From 2016 to 2018, NVIDIA (NASDAQ:NVDA) stock rallied as the success of cryptocurrencies increased demand for NVIDIA Graphic Processing Units, or GPUs. Then bitcoin lost value and demand for GPUs reversed, taking NVIDIA’s stock price down with it.
With the crypto crash behind it, NVIDIA rose 81% in 2019, making it one of the year’s best stock picks.
So will NVIDIA continue the run? And if so, what are the catalysts?
High Performance Computing supercharges the future
This is an exciting and pivotal time for NVIDIA. The company remains at the forefront of gaming, with advanced GPUs providing ever more fantastic gaming experiences.
But the next frontiers lie in data center, artificial intelligence (AI), and automotive applications.
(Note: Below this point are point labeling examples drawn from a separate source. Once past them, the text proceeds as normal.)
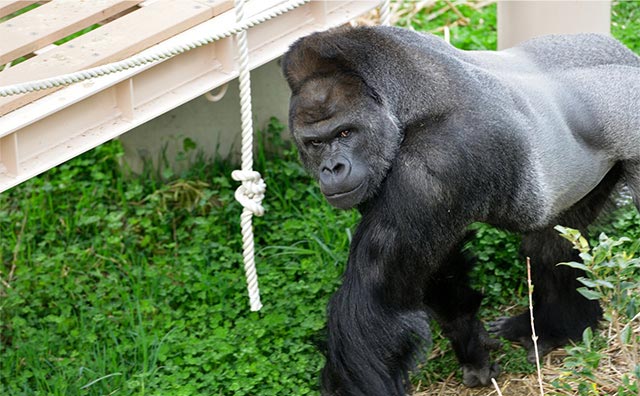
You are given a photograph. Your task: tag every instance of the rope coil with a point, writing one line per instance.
(251, 192)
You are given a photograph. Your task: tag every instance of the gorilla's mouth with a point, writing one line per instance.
(343, 193)
(347, 199)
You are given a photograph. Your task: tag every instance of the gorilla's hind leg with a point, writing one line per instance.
(455, 306)
(561, 313)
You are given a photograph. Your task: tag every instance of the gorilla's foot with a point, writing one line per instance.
(473, 376)
(518, 329)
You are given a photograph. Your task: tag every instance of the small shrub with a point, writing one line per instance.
(613, 277)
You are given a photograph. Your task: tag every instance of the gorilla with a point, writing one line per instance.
(425, 139)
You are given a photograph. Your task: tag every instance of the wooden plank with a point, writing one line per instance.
(117, 40)
(38, 28)
(10, 6)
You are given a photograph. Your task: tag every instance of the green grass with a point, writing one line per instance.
(131, 285)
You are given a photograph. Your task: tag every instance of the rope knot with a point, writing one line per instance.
(251, 192)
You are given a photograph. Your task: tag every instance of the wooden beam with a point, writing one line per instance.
(114, 41)
(44, 25)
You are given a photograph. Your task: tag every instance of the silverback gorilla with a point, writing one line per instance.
(424, 139)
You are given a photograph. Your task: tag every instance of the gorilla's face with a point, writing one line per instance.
(346, 138)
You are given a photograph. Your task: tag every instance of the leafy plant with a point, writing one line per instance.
(613, 277)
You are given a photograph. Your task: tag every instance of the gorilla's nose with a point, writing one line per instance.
(334, 172)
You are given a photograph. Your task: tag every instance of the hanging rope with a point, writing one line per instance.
(164, 52)
(251, 192)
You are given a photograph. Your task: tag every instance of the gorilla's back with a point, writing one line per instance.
(565, 52)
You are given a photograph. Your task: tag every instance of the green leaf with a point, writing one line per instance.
(590, 294)
(574, 264)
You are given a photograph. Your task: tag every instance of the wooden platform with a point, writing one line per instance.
(42, 129)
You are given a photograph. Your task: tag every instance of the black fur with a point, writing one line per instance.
(425, 139)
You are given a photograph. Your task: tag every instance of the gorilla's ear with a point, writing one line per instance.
(318, 54)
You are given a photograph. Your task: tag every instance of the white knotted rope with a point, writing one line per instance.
(251, 192)
(385, 13)
(147, 56)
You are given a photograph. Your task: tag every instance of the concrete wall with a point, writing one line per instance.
(521, 20)
(213, 126)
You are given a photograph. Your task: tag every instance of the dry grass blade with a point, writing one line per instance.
(534, 337)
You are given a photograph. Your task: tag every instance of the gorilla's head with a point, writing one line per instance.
(346, 137)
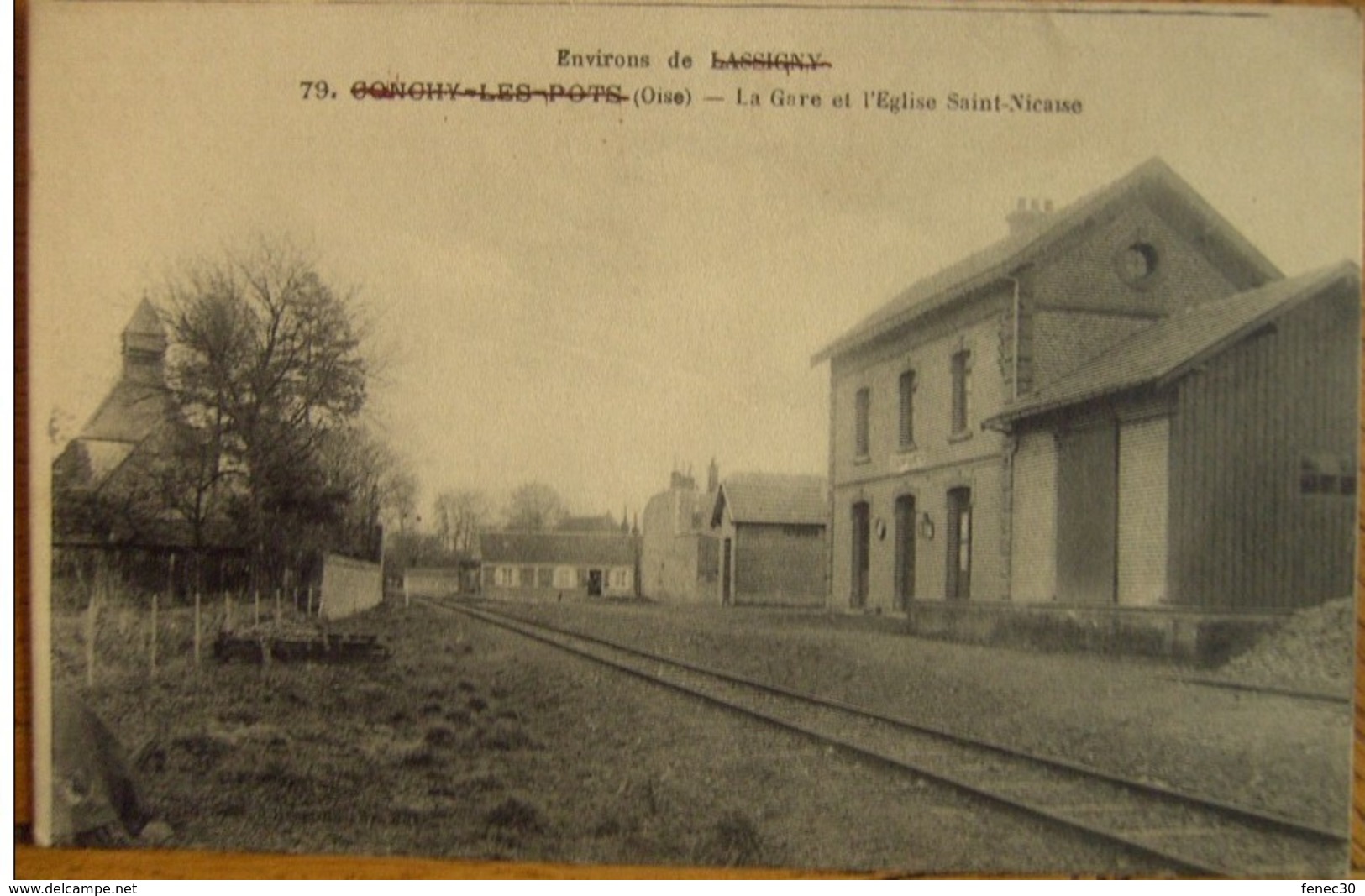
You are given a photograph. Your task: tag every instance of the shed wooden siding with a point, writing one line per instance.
(1242, 535)
(1142, 511)
(780, 565)
(1033, 532)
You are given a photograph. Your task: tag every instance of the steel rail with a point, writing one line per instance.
(1087, 775)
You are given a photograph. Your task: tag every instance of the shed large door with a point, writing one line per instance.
(1142, 511)
(1087, 515)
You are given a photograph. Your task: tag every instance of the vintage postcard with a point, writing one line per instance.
(890, 438)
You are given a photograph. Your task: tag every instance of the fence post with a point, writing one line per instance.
(92, 613)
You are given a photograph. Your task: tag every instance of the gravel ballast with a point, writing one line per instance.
(1131, 716)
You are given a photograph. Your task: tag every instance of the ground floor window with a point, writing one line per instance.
(904, 551)
(958, 543)
(862, 548)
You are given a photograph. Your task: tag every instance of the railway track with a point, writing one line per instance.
(1177, 831)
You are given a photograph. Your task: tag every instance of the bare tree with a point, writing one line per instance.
(535, 506)
(265, 364)
(459, 516)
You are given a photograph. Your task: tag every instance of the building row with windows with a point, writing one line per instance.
(1122, 404)
(559, 563)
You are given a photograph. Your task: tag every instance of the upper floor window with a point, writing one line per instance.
(862, 412)
(961, 390)
(906, 428)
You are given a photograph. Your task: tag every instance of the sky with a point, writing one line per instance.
(593, 295)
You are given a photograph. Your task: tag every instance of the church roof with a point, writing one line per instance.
(145, 321)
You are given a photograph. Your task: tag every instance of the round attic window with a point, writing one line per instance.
(1137, 264)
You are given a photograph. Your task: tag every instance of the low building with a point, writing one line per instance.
(1208, 461)
(432, 581)
(554, 565)
(769, 532)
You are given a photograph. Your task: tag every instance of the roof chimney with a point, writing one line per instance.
(1028, 214)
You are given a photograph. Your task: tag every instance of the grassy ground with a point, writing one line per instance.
(474, 742)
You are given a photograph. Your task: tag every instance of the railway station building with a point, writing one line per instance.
(1121, 421)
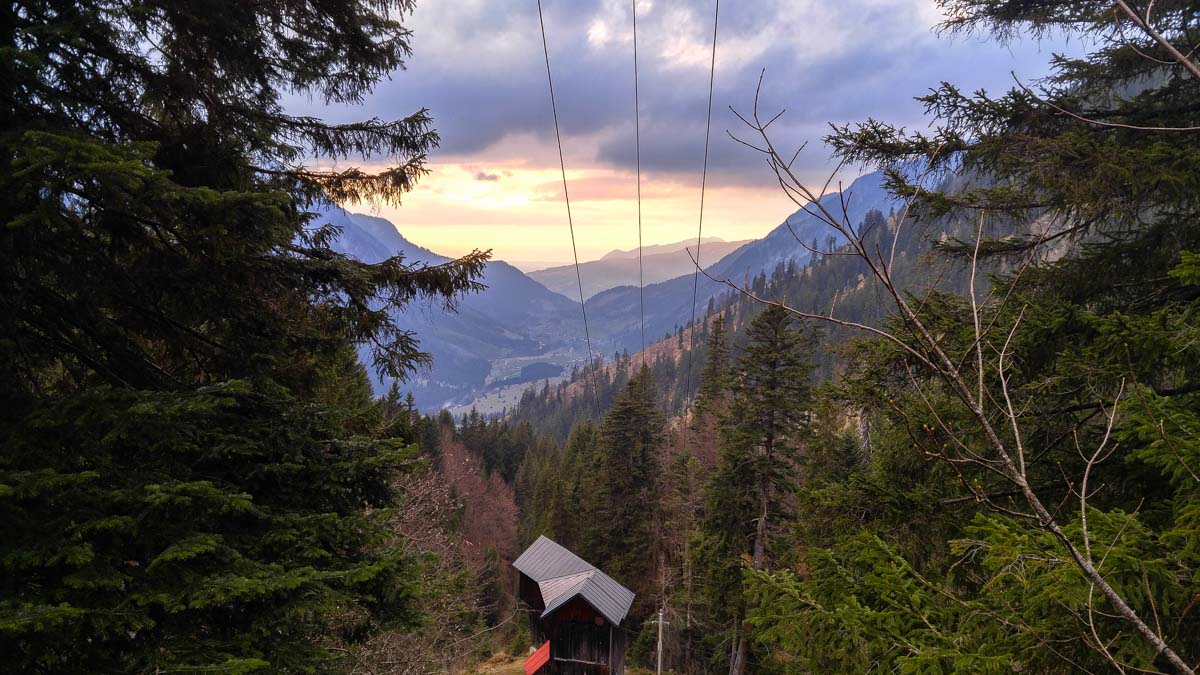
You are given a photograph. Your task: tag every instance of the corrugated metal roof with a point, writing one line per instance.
(562, 575)
(546, 560)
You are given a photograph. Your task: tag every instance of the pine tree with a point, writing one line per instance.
(627, 465)
(714, 378)
(1083, 189)
(761, 436)
(189, 477)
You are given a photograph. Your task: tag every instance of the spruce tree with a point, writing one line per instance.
(714, 378)
(1084, 191)
(761, 437)
(189, 477)
(627, 466)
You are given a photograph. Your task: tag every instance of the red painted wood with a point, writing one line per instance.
(538, 658)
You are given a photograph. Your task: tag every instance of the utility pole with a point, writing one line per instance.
(660, 622)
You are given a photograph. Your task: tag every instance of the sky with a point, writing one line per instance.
(478, 66)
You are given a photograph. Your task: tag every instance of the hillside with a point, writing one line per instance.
(514, 322)
(669, 304)
(621, 268)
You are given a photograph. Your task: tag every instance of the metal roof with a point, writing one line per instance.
(562, 575)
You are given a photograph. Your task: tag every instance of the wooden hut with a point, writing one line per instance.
(575, 613)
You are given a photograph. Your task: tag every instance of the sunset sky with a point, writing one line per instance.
(478, 66)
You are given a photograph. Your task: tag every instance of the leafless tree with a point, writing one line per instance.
(1003, 452)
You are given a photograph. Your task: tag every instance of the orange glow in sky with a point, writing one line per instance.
(517, 210)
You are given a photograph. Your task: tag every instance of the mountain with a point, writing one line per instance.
(517, 329)
(669, 304)
(495, 334)
(655, 249)
(660, 262)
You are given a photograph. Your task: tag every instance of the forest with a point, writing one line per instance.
(965, 437)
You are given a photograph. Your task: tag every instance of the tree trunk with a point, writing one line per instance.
(738, 658)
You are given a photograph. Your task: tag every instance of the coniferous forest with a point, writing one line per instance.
(963, 437)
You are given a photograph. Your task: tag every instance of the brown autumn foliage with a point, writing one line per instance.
(487, 507)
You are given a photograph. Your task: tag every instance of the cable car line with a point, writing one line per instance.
(567, 197)
(703, 180)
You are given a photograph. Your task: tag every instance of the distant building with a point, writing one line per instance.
(575, 613)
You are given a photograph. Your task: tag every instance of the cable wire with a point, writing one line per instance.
(703, 180)
(570, 222)
(637, 143)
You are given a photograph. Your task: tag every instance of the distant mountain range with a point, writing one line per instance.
(660, 262)
(516, 323)
(492, 335)
(670, 304)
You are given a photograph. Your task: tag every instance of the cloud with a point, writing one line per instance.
(478, 65)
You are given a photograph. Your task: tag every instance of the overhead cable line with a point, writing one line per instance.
(637, 144)
(703, 180)
(570, 222)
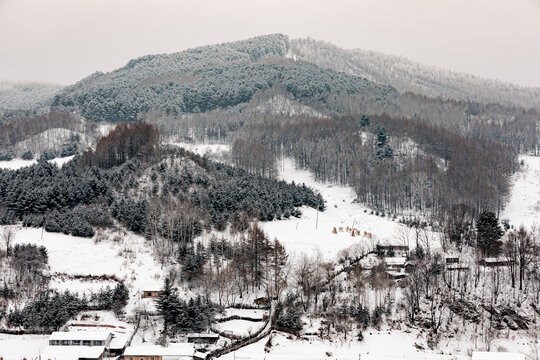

Key to success in running advanced applications is NVIDIA’s High-Performance Computing (HPC) technology, which is based on GPU-accelerated computing. It aggregates computing power using parallel supercomputers to deliver higher performance in increasingly complex applications.
The HPC market is poised for dramatic growth, and NVIDIA is uniquely positioned to meet demand. The HPC-related market is expected to reach a value of almost $50 billion by 2025, from $35.8 billion in 2019. NVIDIA anticipated AI and HPC applications and built out platforms serving cloud, AI, and data analytics, among others.
Mellanox acquisition magnifies NVIDIA potential
In March of 2019, NVIDIA reached an agreement to acquire network equipment company Mellanox for $6.9 billion. According to NVIDIA, the acquisition unites “two of the world’s leading companies in high performance computing (HPC). Together, NVIDIA’s computing platform and Mellanox’s interconnects power over 250 of the world’s TOP500 supercomputers and have as customers every major cloud service provider and computer maker.”
Closing the Mellanox deal has taken longer than expected due to trade war pressures with China. Chinese regulatory bodies delayed approving the deal in 2019, but with easing trade war tensions, approval is anticipated in early 2020.
NVIDIA has emerged from the dust of the cryptocurrency crash and is definitely on the right track. The company has a high forward P/E ratio of 56, but I consider the valuation justified in light of the fundamental development.
Competitive pressures heat up the chip market
NVIDIA’s main competitor in the GPU sector is Advanced Micro Devices (NASDAQ:AMD), which sports a forward P/E ratio of 53. In 2019, Nvidia fought off Advanced Micro Devices in GPUs. At one point NVIDIA’s market share dropped below 70%, but with the success of the RTX line the company regained much of the market share lost.
Competitive pressures from Advanced Micro Devices on both price and performance in GPUs will continue to challenge NVIDIA, but NVIDIA is well positioned to meet the challenge and prevail on its own terms.
NVIDIA is at the forefront of the Internet of Things (IoT). NVIDIA’s EGX Edge Supercomputing Platform, a cloud-based product merging AI and 5G networks, is already allowing companies to harness rapidly streaming data for decision-making in everything from production to customer services.
The ecosystem build-out in HPC applications and platforms, combined with the Mellanox acquisition, are what will power NVIDIA forward and make NVIDIA — over the long term — a millionaire maker stock. Investors will be well rewarded for building positions in this tech pioneer.